Discuss this topic here in the comments or head on over to the forums to start or engage in a more thorough discussion.
Sometimes I have a “plan” or assignment I am working from, but just as often I do a free writing session and see what comes out. Normally the seed of an idea comes to me after I’ve been doing something like walking by the ocean or in the woods or even just doing some yard work around the house. Often the idea for a story or a poem comes from a question I ask. Sometimes I’ll look at something and ask how did it get that way? Or what would I do in a situation like that.
My first novel, I was a “pantser” – I didn’t know how the story was going to go until I got there. This slowed me down, I’m sure, because I occasionally hit a dead end, then had to back up and go another direction. Now, once I have an idea I’m excited about, I will write a summary of the plot – a very general one, and not detailed. Then each time I start writing, I’ll hand-write for five minutes the scene I plan to write that day. Again, very generally, but it helps me write a lot faster and with direction.
So I’m a mix now of pantsing and planning. I do plot out a book (though that plot is very flexible), and I do make a general blurb to myself about a scene, but otherwise, my characters largely drive themselves.

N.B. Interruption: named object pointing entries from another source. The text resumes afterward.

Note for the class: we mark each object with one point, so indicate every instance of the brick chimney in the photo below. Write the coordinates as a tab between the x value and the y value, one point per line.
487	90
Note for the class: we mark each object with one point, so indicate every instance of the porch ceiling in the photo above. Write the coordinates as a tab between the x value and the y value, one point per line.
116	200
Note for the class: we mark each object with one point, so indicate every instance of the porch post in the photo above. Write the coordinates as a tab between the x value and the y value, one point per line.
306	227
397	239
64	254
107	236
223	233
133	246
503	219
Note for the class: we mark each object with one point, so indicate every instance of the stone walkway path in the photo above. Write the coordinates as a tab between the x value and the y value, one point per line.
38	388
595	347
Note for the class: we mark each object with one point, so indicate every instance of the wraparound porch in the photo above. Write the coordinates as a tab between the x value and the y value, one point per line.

Not that I’ve had time to write my own stuff lately as I’m buried in academic writing, but that’s what I do when I can. 🙂
For many years I considered myself a pantser. I thought I just sat down and spun out whatever came to mind, going back later and fixing the messy parts. Now I realize I’m an organic writer, coming from a combination of well planned and detailed notes with a natural flow of the story. It allows what is intuitive, maybe even poetic, to merge with my near obsessive need to understand every mechanical or historical detail.